Decision 9: Reuse existing operation observability for verification

• Decision: Keep provider verification and health checks on the existing provider.connection.check OperationRun path, but update the blockers and report payloads to reflect consent-versus-verification separation and platform-versus-dedicated identity selection.
• Rationale: Existing jobs and verification reporting are already wired into the operations model. The required change is identity resolution and reason-code clarity, not a new operations subsystem.
• Alternatives considered:
  • Move verification inline into the callback or detail page: rejected because remote Graph work belongs in the existing operation model.
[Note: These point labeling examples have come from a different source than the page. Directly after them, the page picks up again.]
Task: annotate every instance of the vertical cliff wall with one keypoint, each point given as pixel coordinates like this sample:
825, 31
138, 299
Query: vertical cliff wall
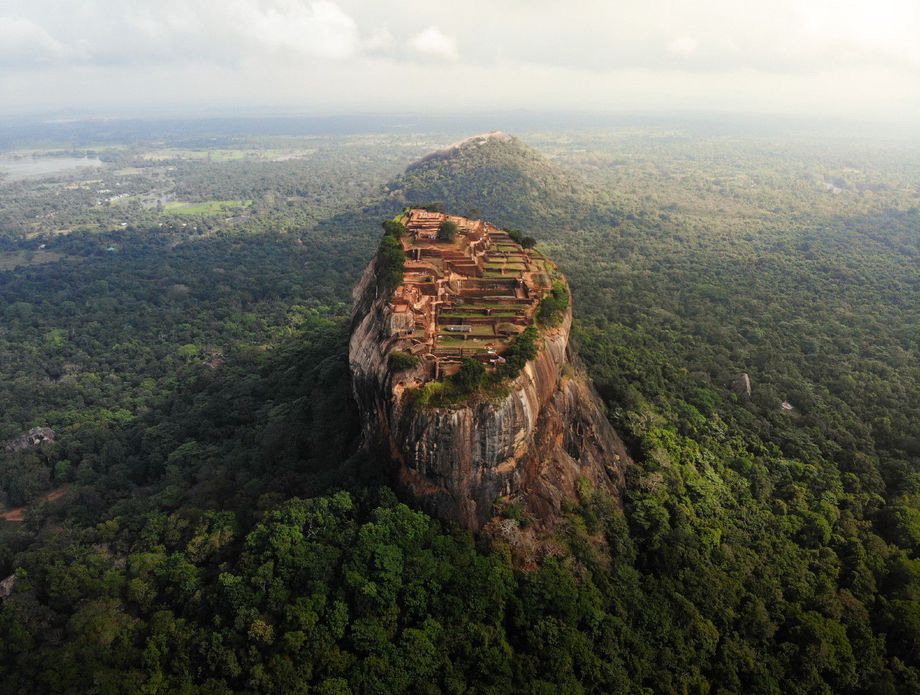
535, 442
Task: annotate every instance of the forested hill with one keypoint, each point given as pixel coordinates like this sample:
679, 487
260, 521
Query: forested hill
216, 534
497, 176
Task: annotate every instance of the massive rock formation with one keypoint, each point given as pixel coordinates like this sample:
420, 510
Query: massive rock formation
535, 443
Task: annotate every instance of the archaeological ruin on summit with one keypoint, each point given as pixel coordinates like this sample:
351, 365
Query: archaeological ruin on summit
468, 289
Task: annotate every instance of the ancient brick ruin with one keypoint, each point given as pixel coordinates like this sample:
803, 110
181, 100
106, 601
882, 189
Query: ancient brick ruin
467, 297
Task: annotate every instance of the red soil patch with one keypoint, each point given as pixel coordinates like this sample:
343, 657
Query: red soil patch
19, 513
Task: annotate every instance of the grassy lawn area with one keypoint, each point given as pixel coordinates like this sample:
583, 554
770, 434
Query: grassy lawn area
454, 342
16, 259
208, 207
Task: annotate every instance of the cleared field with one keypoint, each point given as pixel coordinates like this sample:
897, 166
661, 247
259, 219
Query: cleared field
208, 207
19, 259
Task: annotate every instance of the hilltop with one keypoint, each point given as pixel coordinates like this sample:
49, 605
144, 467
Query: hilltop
497, 176
464, 378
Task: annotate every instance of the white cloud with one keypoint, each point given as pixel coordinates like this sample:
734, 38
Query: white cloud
683, 46
434, 43
841, 56
20, 37
318, 29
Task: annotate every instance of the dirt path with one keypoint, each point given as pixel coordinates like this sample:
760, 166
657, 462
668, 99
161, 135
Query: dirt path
19, 513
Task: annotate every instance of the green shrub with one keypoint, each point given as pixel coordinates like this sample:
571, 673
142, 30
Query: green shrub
554, 304
447, 231
391, 260
522, 350
394, 229
470, 376
399, 361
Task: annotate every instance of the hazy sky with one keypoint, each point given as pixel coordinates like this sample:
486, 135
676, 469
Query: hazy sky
850, 58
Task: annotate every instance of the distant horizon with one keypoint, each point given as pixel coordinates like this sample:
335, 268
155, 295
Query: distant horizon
853, 59
257, 121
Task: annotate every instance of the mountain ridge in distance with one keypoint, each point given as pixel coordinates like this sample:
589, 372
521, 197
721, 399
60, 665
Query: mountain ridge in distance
497, 176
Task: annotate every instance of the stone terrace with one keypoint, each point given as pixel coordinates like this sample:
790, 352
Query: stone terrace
467, 297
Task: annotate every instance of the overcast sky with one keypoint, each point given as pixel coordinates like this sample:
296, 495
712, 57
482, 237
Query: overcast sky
851, 58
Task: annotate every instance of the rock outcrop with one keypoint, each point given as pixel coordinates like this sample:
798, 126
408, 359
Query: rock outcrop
534, 443
35, 437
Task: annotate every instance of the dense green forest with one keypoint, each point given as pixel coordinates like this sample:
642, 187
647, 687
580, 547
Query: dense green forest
219, 532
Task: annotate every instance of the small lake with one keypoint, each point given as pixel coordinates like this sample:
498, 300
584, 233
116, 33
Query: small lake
17, 168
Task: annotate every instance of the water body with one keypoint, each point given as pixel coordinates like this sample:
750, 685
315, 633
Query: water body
18, 168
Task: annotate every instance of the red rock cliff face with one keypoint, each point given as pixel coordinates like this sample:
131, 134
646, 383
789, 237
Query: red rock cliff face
455, 463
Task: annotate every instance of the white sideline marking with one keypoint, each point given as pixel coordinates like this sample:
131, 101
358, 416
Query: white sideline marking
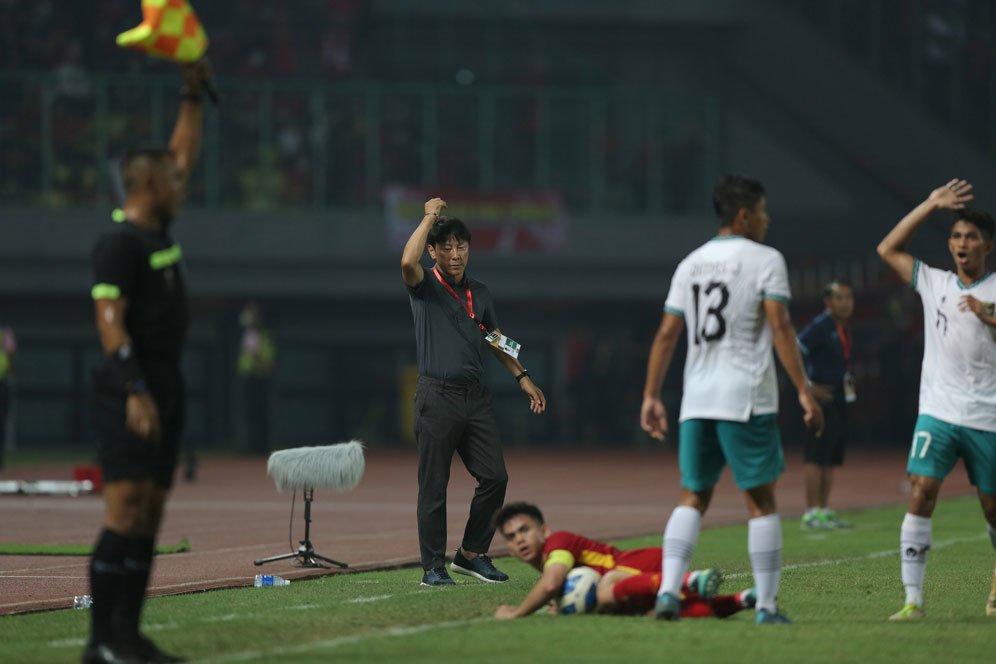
341, 641
374, 598
943, 544
418, 629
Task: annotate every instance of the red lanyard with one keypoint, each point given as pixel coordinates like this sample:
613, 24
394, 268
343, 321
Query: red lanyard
845, 343
468, 306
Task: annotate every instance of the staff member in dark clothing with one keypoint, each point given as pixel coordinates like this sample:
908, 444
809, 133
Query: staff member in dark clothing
454, 315
826, 347
142, 315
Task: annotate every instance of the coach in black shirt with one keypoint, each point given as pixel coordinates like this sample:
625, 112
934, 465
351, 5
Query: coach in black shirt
826, 347
141, 309
453, 316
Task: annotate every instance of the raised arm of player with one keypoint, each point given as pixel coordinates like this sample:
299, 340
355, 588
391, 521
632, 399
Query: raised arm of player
185, 143
411, 268
952, 196
787, 348
653, 415
546, 589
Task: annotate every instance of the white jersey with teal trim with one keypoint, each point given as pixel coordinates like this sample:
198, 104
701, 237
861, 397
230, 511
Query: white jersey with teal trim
958, 379
720, 290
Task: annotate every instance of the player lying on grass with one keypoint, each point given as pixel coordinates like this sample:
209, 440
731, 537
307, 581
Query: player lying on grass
630, 579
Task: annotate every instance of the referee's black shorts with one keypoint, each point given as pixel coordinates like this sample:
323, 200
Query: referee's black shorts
828, 449
124, 456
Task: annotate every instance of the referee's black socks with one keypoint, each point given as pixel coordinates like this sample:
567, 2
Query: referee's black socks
107, 575
137, 567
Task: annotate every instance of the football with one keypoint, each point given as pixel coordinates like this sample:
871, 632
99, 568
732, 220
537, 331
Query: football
580, 591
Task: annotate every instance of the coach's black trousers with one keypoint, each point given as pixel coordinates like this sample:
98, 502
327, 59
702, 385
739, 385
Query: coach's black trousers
457, 418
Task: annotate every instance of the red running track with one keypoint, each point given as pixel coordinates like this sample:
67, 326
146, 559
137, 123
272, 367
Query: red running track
233, 514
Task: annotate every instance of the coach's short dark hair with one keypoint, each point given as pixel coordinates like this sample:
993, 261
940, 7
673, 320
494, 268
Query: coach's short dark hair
980, 219
733, 192
132, 171
833, 283
446, 227
512, 510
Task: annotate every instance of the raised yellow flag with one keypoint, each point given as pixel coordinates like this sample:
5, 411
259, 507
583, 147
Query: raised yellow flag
169, 29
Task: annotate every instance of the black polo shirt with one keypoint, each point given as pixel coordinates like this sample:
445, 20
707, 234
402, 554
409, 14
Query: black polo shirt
449, 344
824, 354
144, 266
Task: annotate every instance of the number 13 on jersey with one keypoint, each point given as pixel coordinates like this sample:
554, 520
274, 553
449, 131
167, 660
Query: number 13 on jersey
709, 302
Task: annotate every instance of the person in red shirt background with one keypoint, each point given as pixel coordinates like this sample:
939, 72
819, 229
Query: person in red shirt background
630, 579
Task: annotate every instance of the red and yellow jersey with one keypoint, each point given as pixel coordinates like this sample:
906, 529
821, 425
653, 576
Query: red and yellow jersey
574, 550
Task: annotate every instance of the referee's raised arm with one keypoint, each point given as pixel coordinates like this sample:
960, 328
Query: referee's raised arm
411, 268
185, 143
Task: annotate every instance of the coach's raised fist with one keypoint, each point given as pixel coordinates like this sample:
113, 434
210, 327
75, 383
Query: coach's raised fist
435, 206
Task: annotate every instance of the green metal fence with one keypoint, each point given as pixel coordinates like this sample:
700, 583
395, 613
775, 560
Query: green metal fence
275, 144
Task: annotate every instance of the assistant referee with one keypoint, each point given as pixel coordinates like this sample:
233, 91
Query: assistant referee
142, 316
453, 314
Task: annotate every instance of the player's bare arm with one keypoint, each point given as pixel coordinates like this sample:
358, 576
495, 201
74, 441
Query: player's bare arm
185, 143
545, 590
952, 196
786, 345
653, 415
141, 414
537, 400
985, 311
411, 268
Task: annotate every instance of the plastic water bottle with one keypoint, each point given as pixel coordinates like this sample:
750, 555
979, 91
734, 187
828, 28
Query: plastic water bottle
266, 580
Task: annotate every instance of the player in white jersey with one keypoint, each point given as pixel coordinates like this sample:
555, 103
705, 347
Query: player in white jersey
957, 415
732, 295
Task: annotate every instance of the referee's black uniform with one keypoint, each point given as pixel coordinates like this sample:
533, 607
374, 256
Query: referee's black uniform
453, 411
143, 266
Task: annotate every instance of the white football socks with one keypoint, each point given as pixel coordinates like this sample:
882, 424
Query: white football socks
680, 537
764, 544
914, 543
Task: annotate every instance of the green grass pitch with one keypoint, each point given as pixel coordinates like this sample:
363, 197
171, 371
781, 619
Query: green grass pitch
838, 587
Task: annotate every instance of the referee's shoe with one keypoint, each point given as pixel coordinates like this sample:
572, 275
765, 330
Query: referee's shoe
480, 567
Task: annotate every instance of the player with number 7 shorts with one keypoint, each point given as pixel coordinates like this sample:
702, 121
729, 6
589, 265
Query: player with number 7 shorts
957, 414
731, 294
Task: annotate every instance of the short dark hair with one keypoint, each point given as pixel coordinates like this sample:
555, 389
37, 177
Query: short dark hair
978, 218
512, 510
446, 227
833, 283
734, 192
131, 173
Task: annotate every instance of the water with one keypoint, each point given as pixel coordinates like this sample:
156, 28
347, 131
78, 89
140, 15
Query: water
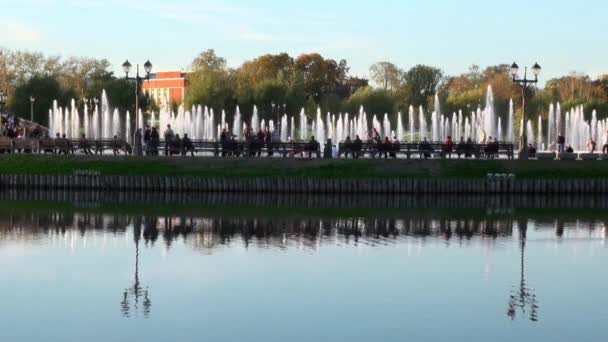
479, 124
155, 267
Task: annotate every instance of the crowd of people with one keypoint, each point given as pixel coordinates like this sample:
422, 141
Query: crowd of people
254, 143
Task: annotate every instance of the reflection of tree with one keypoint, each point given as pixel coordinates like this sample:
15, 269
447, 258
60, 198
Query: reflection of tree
524, 297
132, 296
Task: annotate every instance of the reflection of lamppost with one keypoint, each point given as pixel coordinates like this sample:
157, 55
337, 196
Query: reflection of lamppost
32, 99
136, 291
523, 296
525, 84
126, 66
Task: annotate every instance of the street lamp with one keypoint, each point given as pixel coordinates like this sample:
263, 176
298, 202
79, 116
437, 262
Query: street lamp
525, 84
126, 66
32, 99
3, 98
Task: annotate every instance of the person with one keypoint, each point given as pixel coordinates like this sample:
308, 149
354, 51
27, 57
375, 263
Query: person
85, 146
357, 147
36, 132
561, 142
591, 145
147, 138
395, 147
312, 147
268, 141
385, 148
168, 139
116, 145
425, 149
348, 147
376, 136
468, 148
531, 151
460, 147
64, 144
176, 145
187, 145
448, 146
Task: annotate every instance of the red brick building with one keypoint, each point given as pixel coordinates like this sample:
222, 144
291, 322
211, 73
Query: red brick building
166, 87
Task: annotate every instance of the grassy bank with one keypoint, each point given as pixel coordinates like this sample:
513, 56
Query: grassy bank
276, 167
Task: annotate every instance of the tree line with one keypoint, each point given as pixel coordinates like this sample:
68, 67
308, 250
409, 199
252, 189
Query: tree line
282, 83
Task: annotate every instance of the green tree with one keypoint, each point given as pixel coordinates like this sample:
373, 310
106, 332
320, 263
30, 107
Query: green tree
422, 82
386, 75
45, 90
375, 101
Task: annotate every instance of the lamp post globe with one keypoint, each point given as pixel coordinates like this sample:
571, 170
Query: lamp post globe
126, 67
536, 69
524, 84
148, 67
514, 69
32, 99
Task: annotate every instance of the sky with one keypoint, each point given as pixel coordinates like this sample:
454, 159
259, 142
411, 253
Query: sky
563, 36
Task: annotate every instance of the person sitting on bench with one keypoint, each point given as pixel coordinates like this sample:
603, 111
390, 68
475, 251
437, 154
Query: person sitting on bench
85, 146
116, 145
312, 147
357, 147
425, 149
187, 145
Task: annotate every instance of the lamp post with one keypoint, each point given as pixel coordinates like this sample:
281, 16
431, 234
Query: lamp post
32, 99
3, 98
525, 84
126, 66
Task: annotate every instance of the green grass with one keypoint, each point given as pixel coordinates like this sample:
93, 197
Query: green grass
277, 167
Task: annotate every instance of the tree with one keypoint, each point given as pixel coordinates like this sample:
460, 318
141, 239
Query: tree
422, 82
386, 75
375, 101
321, 76
210, 88
79, 72
208, 61
45, 89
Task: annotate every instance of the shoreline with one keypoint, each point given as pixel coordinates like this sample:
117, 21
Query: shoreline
305, 185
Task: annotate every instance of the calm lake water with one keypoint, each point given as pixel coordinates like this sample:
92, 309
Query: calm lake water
147, 267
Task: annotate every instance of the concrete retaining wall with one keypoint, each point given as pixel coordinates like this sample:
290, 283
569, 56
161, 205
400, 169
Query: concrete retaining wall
303, 185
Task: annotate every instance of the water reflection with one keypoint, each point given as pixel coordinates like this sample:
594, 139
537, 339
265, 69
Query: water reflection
132, 296
523, 297
487, 221
207, 233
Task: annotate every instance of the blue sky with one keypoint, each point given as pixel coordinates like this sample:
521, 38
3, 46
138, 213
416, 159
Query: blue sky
563, 36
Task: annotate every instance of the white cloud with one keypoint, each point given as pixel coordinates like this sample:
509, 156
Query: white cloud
14, 31
258, 36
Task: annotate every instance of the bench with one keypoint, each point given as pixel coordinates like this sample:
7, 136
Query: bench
110, 144
567, 156
588, 156
6, 145
26, 145
545, 156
Decision 10: Guard against legacy fallback with dedicated tests and static scans

• Decision: Add regression guards for platform runtime and consent paths so CI fails if code starts reading tenants.app_client_id, tenants.app_client_secret, or ProviderCredential.payload as silent fallbacks for platform connections.
• Rationale: The repo already uses targeted architectural guards such as tests/Feature/Guards/NoLegacyTenantGraphOptionsTest.php. This feature needs equivalent enforcement for the new identity standard.
• Alternatives considered:
  • Rely on feature tests alone: rejected because a future fallback could appear in an uncaught call site.